November 22, 2005

And now for the 'wrongful-life' discussion

Lawrence Carter-Long writes,

Those still reeling from the Grey Lady placing the perspectives of real, live disabled people front and center in their coverage of the squirm-inducing trend to genetically test disabled folks out of existence (read NYT story here, and Mary Johnson's 11/21 blog entry about it here ) might do well to consider what may well be the most extreme, and perhaps least discussed, facet of the debate.

The disability-friendly perspectives featured in the NY Times article, while overdue, is not new thinking to most readers of Ragged Edge. But it is refreshing -- and just as striking -- to see our views in print.

We've come to expect "better dead than disabled" viewpoints presented primarily by non-crips in mainsteam coverage of disability issues, but what do we do, to paraphrase Pogo, if we turn to face the enemy and the face looking back is us?

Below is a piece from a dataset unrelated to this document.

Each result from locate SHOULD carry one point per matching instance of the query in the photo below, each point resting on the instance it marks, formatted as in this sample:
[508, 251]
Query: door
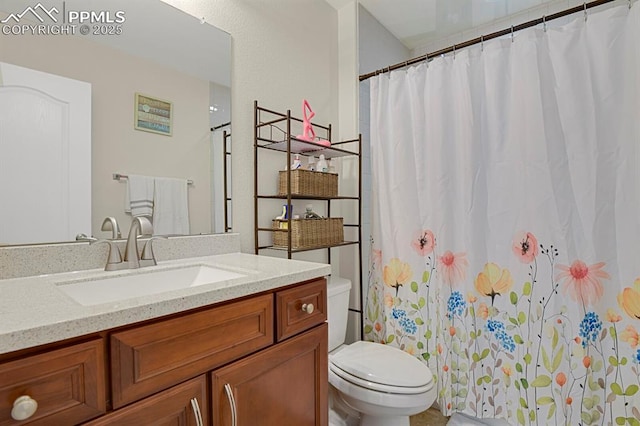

On Nov. 11, Court TV's website detailed the story of Alexia Harriton, 24, a blind/deaf woman suing Dr. Paul Stephens for a "lifetime of suffering" in Australia's first "wrongful life" suit. Harriton claims her mother would have aborted her had she been aware of the potential birth defects associated with the rubella which was misdiagnosed by the doctor in the first trimester of her mothers pregnancy. Since the statute of limitations has expired for Harriton's parents, the suit is being brought in Alexia's name, seeking payment for the costs of the medical treatment she needs to survive.

Harriton's suit, initially filed in 2002, was denied by lower courts on the grounds the doctor did not breach his duty to the mother or the child. "The defendant has not caused the infant's injury but merely failed to prevent its birth," Justice Timothy Studdert wrote in a June 2002 judgment.

"Its" birth????

Troubling semantics aside, so-called "wrongful life" suits are hardly new. The New York Court of Appeals wrote in a 1986 decision rejecting a similar "wrongful life" claim, "Whether it is better never to have been born at all than to have been born with even gross deficiencies is a mystery more properly to be left to the philosophers and the theologians ... the implications of any such proposition are staggering."

If history is any indication, people with disabilities -- those who wish to live, that is -- might rightly dispute the relegation of the "wrongful life" issue to the clergy and philosophy crowd, still the potential for harm clearly goes far deeper than the court cases themselves.

The internalization of society's fear -- and perhaps, flat out hatred -- of disability may prove to be a much bigger stumbling block for disabled folks than the us vs. them, disabled vs. non-disabled paradigm we've fought this far. Neglecting the enemy within may prove to be our undoing -- for fighting that enemy may be our biggest battle yet.


Lawrence Carter-Long is Network Coordinator of the Disabilities Network of NYC and Contributing Editor of Satya Magazine.